Als der Westen vor gut zweieinhalb Jahren darüber nachdachte, das Kosovo als souveränen Staat anzuerkennen, waren Russland und Georgien sich – ungeachtet aller sonstigen Differenzen – darüber einig, dass die Entlassung der Albanerregion in die Unabhängigkeit ein schwerer Fehler sei. Beide hatten dazu allerdings völlig unterschiedliche Beweggründe. Russland wollte eine Schwächung Serbiens verhindern, Moskaus derzeit einzigem Verbündeten auf dem Balkan.

Georgien dagegen befürchtete, mit der Anerkennung des Kosovo würde ein Präzedenzfall geschaffen, der Bemühungen um die Reintegration seiner abtrünnigen Regionen erschweren würde: Südossetien und Abchasien, wo Anfang der Neunziger Separatistenregime die Macht übernommen hatten, die von Moskau unterstützt wurden. Mehr noch: Russland warf den Bewohnern beider Regionen russische Pässe förmlich nach. Mit dem Schutz dieser Bürger begründete Moskau auch den Einmarsch im August 2008, als Georgien versuchte, seine Ex-Autonomien mit Waffengewalt zurück unter das Dach seiner Verfassung zu zwingen. Und bei deren Anerkennung nach dem Ende des Fünf-TageKrieges berief sich Moskau ausdrücklich auf das Kosovo. Wenn der Westen Georgiens Forderungen nach territorialer Integrität unterstützt, hält Moskau ihm immer wieder doppelte Standards vor.

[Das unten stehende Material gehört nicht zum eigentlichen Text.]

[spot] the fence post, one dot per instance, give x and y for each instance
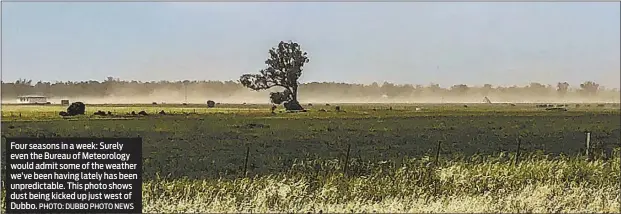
(438, 153)
(588, 141)
(246, 161)
(517, 152)
(346, 160)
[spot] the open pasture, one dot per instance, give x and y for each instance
(194, 156)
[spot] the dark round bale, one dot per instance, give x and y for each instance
(211, 103)
(293, 106)
(273, 108)
(76, 108)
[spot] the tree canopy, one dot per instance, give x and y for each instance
(284, 68)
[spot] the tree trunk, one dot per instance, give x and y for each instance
(295, 93)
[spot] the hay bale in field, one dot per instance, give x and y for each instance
(293, 106)
(211, 103)
(273, 108)
(556, 109)
(76, 108)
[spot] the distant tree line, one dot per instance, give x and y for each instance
(386, 90)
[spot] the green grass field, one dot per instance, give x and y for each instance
(193, 157)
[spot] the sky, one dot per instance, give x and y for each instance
(500, 43)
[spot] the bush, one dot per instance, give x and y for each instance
(211, 103)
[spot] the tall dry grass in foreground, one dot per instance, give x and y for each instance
(538, 184)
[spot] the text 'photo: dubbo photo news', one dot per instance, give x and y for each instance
(310, 107)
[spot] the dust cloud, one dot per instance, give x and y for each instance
(262, 97)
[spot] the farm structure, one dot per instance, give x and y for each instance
(33, 99)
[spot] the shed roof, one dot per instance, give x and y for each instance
(32, 96)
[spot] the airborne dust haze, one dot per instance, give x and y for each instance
(121, 96)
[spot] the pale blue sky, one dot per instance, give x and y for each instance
(448, 43)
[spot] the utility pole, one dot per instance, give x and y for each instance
(186, 92)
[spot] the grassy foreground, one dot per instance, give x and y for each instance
(537, 185)
(193, 159)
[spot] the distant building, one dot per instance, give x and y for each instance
(34, 99)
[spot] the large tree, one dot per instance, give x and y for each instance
(284, 68)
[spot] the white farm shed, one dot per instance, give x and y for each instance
(33, 99)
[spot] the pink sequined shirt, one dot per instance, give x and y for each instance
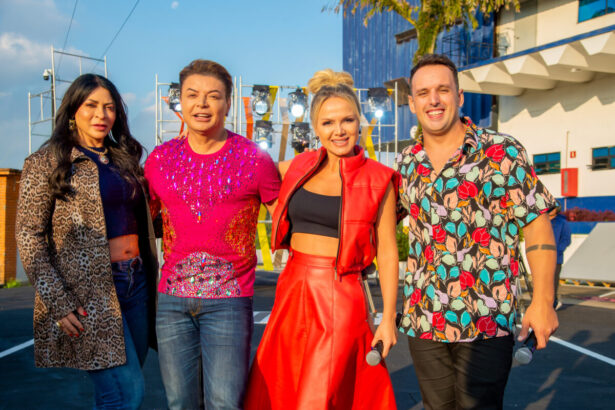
(209, 205)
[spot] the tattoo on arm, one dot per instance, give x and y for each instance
(542, 246)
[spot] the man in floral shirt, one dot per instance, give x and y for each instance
(468, 191)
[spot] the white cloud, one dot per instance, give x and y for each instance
(129, 98)
(22, 53)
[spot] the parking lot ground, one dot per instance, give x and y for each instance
(576, 371)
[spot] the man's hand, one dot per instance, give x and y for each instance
(541, 317)
(387, 333)
(540, 250)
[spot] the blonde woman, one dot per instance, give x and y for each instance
(336, 212)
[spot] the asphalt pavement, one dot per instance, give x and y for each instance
(576, 371)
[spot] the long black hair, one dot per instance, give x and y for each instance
(124, 150)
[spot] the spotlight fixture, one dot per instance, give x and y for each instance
(174, 103)
(300, 136)
(378, 101)
(263, 134)
(260, 100)
(297, 101)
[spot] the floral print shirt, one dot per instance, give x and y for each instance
(463, 233)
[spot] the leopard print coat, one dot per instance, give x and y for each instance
(65, 252)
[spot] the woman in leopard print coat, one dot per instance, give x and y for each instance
(65, 239)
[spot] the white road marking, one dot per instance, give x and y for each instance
(17, 348)
(377, 320)
(264, 319)
(583, 350)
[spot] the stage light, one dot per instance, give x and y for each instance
(260, 100)
(263, 134)
(378, 101)
(297, 101)
(300, 136)
(174, 103)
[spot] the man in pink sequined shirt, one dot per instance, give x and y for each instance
(208, 189)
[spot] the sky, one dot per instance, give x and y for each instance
(265, 42)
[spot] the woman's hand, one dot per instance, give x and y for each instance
(387, 333)
(70, 324)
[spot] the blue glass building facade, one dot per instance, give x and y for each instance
(374, 54)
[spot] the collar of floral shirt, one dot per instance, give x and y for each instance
(470, 142)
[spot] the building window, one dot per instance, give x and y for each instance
(547, 163)
(589, 9)
(603, 158)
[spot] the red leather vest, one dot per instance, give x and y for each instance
(364, 183)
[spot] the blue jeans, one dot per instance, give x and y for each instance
(204, 350)
(122, 387)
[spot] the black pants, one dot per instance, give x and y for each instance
(469, 375)
(558, 271)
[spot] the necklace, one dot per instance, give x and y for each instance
(102, 157)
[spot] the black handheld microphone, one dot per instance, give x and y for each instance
(374, 356)
(524, 354)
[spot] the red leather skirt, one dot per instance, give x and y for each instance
(312, 354)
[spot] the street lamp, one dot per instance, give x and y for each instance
(174, 102)
(263, 134)
(297, 101)
(300, 136)
(260, 100)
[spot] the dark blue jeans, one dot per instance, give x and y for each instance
(464, 375)
(122, 387)
(204, 350)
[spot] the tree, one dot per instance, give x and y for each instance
(429, 17)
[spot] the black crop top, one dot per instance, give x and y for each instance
(314, 213)
(119, 205)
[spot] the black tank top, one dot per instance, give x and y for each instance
(119, 205)
(314, 213)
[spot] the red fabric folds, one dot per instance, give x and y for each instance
(312, 354)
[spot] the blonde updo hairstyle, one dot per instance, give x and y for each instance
(328, 83)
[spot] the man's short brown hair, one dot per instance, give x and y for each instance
(210, 68)
(434, 59)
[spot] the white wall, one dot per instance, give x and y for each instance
(541, 21)
(541, 120)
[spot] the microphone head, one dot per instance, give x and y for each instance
(373, 357)
(523, 355)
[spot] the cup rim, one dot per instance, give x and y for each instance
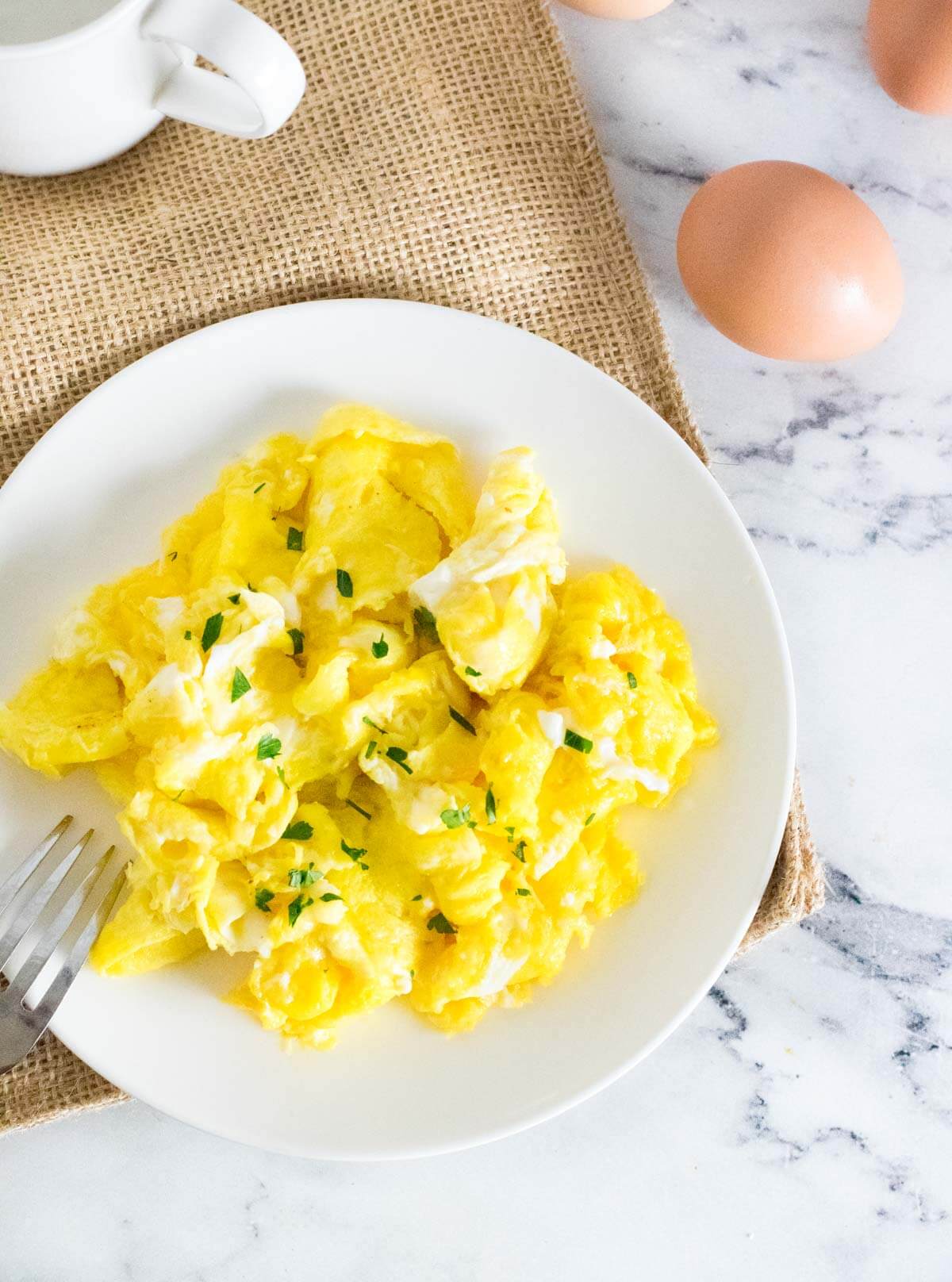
(33, 48)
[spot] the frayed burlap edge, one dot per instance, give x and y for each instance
(54, 359)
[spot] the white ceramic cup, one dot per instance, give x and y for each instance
(86, 95)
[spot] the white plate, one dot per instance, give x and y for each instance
(90, 501)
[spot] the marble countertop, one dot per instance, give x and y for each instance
(798, 1125)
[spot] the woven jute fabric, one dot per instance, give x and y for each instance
(441, 153)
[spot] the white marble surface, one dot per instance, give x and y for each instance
(798, 1126)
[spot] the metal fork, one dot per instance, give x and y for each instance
(52, 908)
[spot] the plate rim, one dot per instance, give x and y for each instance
(22, 474)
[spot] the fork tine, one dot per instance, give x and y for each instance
(79, 938)
(41, 877)
(44, 938)
(20, 874)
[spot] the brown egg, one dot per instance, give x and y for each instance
(789, 263)
(629, 10)
(910, 46)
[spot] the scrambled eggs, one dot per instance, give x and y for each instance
(366, 734)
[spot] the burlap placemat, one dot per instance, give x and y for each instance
(441, 153)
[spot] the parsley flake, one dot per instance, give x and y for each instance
(578, 741)
(455, 817)
(427, 624)
(298, 831)
(441, 924)
(399, 755)
(213, 631)
(462, 721)
(489, 805)
(299, 877)
(240, 685)
(268, 747)
(296, 907)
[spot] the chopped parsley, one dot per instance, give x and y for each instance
(213, 631)
(462, 721)
(489, 805)
(296, 907)
(240, 685)
(427, 624)
(399, 755)
(299, 877)
(455, 818)
(268, 747)
(441, 924)
(298, 831)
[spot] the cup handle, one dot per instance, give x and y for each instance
(263, 80)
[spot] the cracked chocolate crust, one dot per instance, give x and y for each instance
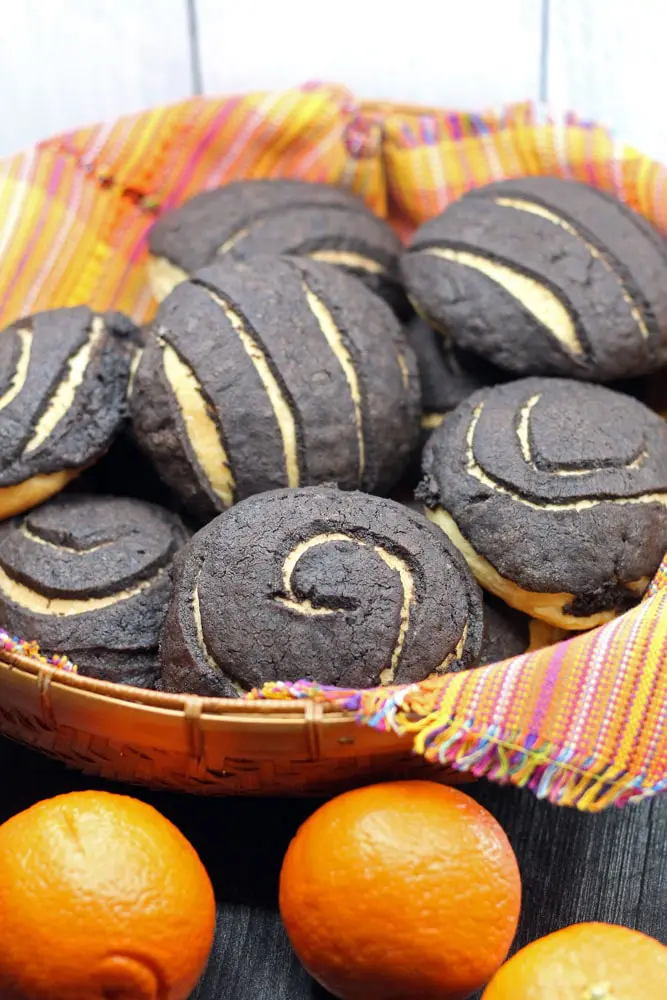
(89, 576)
(63, 390)
(506, 632)
(277, 372)
(251, 217)
(315, 583)
(447, 377)
(556, 487)
(545, 276)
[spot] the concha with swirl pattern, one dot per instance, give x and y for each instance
(556, 493)
(320, 584)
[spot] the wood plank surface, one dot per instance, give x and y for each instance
(460, 55)
(65, 63)
(610, 866)
(606, 59)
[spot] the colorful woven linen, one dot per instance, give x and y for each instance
(583, 723)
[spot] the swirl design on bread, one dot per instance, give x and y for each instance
(556, 494)
(547, 276)
(63, 390)
(278, 373)
(317, 583)
(89, 576)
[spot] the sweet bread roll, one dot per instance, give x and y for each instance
(340, 588)
(276, 372)
(556, 493)
(63, 395)
(252, 217)
(89, 577)
(446, 380)
(545, 276)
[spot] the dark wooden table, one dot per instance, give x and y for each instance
(611, 866)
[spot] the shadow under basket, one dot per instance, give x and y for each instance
(207, 746)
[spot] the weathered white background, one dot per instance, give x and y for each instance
(69, 62)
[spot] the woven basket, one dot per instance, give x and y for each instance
(210, 746)
(399, 159)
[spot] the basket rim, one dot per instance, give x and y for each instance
(181, 704)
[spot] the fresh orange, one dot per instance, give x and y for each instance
(585, 962)
(402, 890)
(101, 898)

Die Anerkennung des Kosovo indes hat nicht nur eine einvernehmliche Regelung des Streits zwischen Georgien und seinen abtrünnigen Regionen um Jahre zurückgeworfen. Sie ist auch Störfaktor bei der Bewältigung anderer schwelender Konflikte auf dem Gebiet der ehemaligen UdSSR, an denen sich UN und OSZE bereits seit Jahren und bisher ohne nennenswerte Erfolge abarbeiten. Das gilt vor allem für den Konflikt um Berg-Karabach. Die vorwiegend von Armeniern bewohnte Region sagte sich 1988 von Aserbaidschan los, blutige Kämpfe eskalierten 1993 erneut, als Armenien einen Korridor in die Exklave schlug, dabei mehrere umliegende aserbaidschanische Landkreise besetzte und diese bis heute nicht zurückgab. Daran scheiterte vorerst auch die unter Schweizer Vermittlung ausgehandelte Normalisierung der Beziehungen Armeniens zur Türkei. Ankara ist mit Aserbaidschan verbündet. Ohne erkennbare Bewegung Armeniens im Karabachkonflikt wollte die Türkei ihre seit 1993 geschlossenen Grenzen zu Armenien nicht öffnen. Lachender Dritter ist der Iran, über den Armenien mangels Alternativen fast den gesamten Außenhandel abwickeln muss.

Auch über Bemühungen zur Beilegung des Transnistrienkonflikts lastet die Anerkennung des Kosovo wie ein Schatten. Die von Slawen bewohnte Region am linken Ufer des Dnestr wurde mit Moldawien, das bis 1940 Teil Rumäniens war und erst durch den Hitler-Stalin-Pakt an die Sowjetunion kam, zwangsvereinigt und verabschiedete sich 1992 per Bürgerkrieg in die Unabhängigkeit. Die Separatisten hoffen seit der Anerkennung des Kosovo nicht nur auf einen eigenen Staat, sie leiten aus der Präsenz der Nato in der jungen Republik auch ein Bleiberecht für russische Truppen in Transnistrien ab.